Pur con grandi difficoltà rispetto allo studio di organi più accessibili, la ricerca sul cervello ha portato alla comprensione di alcuni principi di funzionamento e meccanismi comuni a molte malattie psichiatriche e neurologiche, con una conseguente apertura al dialogo tra psichiatria e neurologia. Questa è un’altra sfida su cui lavorare. «Così come lavoriamo alla saldatura tra la neuropsichiatria infantile e la psichiatria dell’adulto, analogamente serve un collegamento tra psichiatria e neurologia» spiega Vita. «La salute del cervello deve, infatti, intendersi in modo unitario. Il substrato è comune in molte malattie neurologiche e psichiatriche e ciò è evidente a livello sia di ricerca sia di clinica. Volendo fare due esempi della “cerniera” che unisce questi due ambiti, si pensi ad esempio ai disturbi cognitivi, tipicamente associati a danni del sistema nervoso centrale ma presenti spesso anche nei disturbi mentali, o alle sindromi depressive e ansiose, che sono tipicamente etichettate come disturbi mentali ma sono spesso il segno o una complicanza di danni neurologici». Lavorre sul cosiddetto Fattore C, come lo definisce Vita, è di aiuto anche in fase riabilitativa, dove è possibile migliorare la qualità della vita del paziente lavorando non tanto sulla riabilitazione di singole funzioni ma sull’acquisizione di strategie cognitive e comportamentali.

La personalizzazione

Come già è accaduto in altre discipline mediche, anche qui il percorso verso la personalizzazione è iniziato e la psichiatria sta cercando sempre più di «individuare i fattori biologici, genetici e ambientali che concorrono a definire le caratteristiche specifiche dell’individuo, quelle rilevanti che concorrono alla risposta ai trattamenti e all’evoluzione di malattia» spiega Vita. «Potremmo definire questo insieme la “fisionomia unica e peculiare” del paziente a cui ci dobbiamo adattare il più possibile».

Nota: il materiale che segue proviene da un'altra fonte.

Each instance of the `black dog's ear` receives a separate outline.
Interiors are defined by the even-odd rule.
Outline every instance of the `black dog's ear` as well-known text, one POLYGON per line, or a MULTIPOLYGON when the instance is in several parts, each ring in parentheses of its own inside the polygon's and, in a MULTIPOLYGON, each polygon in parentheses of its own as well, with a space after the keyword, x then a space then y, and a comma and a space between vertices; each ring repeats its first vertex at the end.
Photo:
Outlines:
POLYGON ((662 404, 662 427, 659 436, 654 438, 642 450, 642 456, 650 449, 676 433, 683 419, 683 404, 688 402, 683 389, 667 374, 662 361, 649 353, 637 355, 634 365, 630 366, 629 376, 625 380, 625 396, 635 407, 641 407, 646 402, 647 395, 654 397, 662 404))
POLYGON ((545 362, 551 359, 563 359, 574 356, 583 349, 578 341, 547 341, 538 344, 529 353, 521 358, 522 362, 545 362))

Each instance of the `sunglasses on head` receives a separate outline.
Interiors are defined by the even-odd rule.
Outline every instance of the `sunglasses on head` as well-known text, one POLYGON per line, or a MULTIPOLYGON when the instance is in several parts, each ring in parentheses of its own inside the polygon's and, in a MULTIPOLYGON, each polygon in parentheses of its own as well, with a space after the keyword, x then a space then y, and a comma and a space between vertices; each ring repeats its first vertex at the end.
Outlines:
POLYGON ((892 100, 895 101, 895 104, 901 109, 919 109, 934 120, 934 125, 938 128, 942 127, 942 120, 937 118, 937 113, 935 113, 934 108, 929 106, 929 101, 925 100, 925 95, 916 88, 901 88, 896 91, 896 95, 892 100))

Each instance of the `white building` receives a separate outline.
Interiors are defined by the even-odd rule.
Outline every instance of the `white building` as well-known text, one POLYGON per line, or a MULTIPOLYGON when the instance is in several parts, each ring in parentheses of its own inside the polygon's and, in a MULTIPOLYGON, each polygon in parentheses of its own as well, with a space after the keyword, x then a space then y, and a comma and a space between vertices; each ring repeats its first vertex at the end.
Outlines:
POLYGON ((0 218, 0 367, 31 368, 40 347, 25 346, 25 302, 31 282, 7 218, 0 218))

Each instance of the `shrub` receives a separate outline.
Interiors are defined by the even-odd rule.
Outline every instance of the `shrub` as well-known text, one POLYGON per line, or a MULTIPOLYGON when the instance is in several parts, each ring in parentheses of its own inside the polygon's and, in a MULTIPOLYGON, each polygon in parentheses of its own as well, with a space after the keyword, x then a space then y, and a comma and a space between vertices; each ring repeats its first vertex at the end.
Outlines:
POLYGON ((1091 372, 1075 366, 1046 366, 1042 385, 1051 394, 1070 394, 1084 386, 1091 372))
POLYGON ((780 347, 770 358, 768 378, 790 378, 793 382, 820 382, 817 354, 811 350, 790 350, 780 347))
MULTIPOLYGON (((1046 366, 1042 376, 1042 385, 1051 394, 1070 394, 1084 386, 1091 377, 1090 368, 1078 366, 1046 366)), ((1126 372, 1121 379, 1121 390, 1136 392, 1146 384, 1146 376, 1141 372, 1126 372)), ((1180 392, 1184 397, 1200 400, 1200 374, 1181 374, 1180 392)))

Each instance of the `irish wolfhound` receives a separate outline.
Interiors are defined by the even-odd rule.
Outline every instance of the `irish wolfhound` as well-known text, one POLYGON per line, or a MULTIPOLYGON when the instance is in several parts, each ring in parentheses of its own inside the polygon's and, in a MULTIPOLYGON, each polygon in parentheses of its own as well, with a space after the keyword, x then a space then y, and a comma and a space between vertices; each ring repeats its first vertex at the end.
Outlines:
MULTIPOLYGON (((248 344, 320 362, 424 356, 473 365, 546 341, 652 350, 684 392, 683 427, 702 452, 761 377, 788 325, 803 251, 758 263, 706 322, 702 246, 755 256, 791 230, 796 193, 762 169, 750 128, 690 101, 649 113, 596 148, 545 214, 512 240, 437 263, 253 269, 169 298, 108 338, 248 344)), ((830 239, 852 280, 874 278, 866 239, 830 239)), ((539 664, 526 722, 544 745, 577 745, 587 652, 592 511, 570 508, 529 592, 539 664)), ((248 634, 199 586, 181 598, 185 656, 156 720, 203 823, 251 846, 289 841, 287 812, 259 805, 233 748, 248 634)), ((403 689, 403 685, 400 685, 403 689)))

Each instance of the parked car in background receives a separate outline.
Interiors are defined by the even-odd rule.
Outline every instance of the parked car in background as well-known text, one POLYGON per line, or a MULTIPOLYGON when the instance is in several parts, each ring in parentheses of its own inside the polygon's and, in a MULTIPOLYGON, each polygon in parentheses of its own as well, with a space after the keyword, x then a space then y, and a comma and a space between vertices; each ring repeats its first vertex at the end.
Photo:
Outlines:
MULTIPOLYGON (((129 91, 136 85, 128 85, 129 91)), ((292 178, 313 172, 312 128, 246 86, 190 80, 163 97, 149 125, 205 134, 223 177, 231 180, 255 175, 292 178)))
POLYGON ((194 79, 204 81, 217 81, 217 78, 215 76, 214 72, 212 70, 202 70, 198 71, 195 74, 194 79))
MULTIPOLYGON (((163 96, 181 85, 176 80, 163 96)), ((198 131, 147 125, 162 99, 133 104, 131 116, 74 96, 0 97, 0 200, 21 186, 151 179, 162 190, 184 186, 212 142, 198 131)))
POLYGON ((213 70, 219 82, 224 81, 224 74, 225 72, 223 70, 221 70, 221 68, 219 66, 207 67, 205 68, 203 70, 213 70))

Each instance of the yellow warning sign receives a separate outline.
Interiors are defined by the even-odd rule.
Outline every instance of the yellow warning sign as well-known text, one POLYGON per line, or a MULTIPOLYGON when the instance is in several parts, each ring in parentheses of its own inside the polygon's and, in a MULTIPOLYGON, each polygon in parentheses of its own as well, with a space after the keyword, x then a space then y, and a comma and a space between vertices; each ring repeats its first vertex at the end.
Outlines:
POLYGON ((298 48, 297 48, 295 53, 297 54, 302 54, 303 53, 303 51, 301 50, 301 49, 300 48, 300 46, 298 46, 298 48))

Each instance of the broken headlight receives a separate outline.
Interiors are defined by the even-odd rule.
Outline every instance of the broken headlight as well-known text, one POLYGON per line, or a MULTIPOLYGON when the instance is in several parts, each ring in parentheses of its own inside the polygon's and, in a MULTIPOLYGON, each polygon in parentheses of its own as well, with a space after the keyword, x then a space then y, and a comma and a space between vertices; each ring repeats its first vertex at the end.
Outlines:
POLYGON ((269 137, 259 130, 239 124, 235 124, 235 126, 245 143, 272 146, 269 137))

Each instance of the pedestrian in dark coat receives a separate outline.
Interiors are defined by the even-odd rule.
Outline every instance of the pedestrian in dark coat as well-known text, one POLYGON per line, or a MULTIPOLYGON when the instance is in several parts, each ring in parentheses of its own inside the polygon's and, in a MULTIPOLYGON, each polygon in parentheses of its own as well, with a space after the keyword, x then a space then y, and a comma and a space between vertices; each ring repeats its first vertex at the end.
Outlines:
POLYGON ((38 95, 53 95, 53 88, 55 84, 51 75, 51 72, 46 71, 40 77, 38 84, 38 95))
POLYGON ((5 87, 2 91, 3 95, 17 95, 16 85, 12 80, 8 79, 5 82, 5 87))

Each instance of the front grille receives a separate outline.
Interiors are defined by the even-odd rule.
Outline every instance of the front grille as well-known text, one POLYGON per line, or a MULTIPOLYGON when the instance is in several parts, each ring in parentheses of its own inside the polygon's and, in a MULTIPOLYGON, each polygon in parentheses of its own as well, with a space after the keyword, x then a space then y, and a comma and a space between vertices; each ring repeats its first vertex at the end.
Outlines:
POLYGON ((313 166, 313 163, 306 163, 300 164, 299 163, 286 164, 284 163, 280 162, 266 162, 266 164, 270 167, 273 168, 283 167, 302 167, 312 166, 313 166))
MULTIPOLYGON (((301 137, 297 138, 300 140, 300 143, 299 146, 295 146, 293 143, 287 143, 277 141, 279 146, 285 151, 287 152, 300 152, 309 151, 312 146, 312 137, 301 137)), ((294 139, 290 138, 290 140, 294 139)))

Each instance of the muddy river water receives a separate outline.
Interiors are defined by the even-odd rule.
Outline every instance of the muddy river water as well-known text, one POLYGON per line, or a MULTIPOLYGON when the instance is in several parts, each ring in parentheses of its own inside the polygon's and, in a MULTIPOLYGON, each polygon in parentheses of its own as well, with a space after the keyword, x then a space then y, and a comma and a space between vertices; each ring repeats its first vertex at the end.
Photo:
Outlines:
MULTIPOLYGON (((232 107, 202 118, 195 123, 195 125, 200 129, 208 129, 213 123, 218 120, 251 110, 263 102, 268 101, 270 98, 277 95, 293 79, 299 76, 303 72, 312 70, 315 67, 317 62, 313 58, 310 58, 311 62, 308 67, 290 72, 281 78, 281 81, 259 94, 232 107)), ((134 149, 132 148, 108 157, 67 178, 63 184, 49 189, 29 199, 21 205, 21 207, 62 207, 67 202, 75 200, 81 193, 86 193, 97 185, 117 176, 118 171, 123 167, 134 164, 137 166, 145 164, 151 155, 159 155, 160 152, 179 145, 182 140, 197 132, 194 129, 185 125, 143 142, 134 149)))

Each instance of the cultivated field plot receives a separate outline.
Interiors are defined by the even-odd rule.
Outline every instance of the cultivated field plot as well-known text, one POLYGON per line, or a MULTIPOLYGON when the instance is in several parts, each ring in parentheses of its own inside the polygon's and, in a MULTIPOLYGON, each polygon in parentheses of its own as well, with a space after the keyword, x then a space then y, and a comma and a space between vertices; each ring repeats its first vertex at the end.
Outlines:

La disciplina va verso un approccio multidimensionale, che guarda nell’insieme ai vari aspetti biologici, genetici, sociali e ambientali e alla loro interazione

Antonio Vita

La complessità

Thomas Insel, già direttore dell’istituto nazionale di salute mentale Nimh americano, ha di recente ammesso come la psichiatria non sia riuscita a migliorare la vita del paziente come fatto da altre discipline mediche. Si sono cercate caratteristiche genetiche, aree cerebrali, biomarcatori, ma alla fine la complessità delle malattie psichiatriche non si dipana. «Abbiamo criteri molto precisi per fare le diagnosi e per distinguere una variante delle funzioni normali da quello che diventa patologico» spiega Vita. Una diagnosi è sempre un’etichetta ombrello che racchiude diverse realtà. «Una tale visione categoriale ha forse limitato l’individuazione di biomarcatori e la caratterizzazione dei disturbi nei singoli individui. Ora la disciplina va verso un approccio multidimensionale, che guarda nell’insieme ai vari aspetti biologici, genetici, sociali e ambientali e alla loro interazione per individuare dei nuclei omogenei su cui sia la ricerca sia la clinica possono dare risultati migliori di quanto non sia accaduto finora».

L’integrazione e il sociale

Una sfida che se vinta porterebbe grandi benefici alla qualità della vita dei pazienti psichiatrici è, spiega Vita, «l’integrazione dei trattamenti farmacologici, che oggi ci sono e hanno spesso un’ottima efficacia, con gli interventi sociali, che mirano al recupero della persona nel suo ambiente di vita, nel suo contesto sociale». Il paziente psichiatrico va sempre «coinvolto e reso attivamente partecipe di un progetto di cura e di vita che diventa il suo, altrimenti il successo del trattamento è a rischio». Un’ultima grande sfida riguarda la terza età, fase importante e delicata della vita di una persona, in cui «sono molto frequenti i disturbi cognitivi, di tipo neurologico e metabolico, e le comorbidità che richiedono un approccio multidisciplinare. Questo ci fa capire l’importanza non solo di sviluppare ulteriori competenze su questa fascia d’età nel nostro ambito, ma anche di mettere in atto collegamenti con le altre aree della medicina: dalla collaborazione tra discipline e specialisti il paziente anziano non può che ricavarne una miglior presa in carico».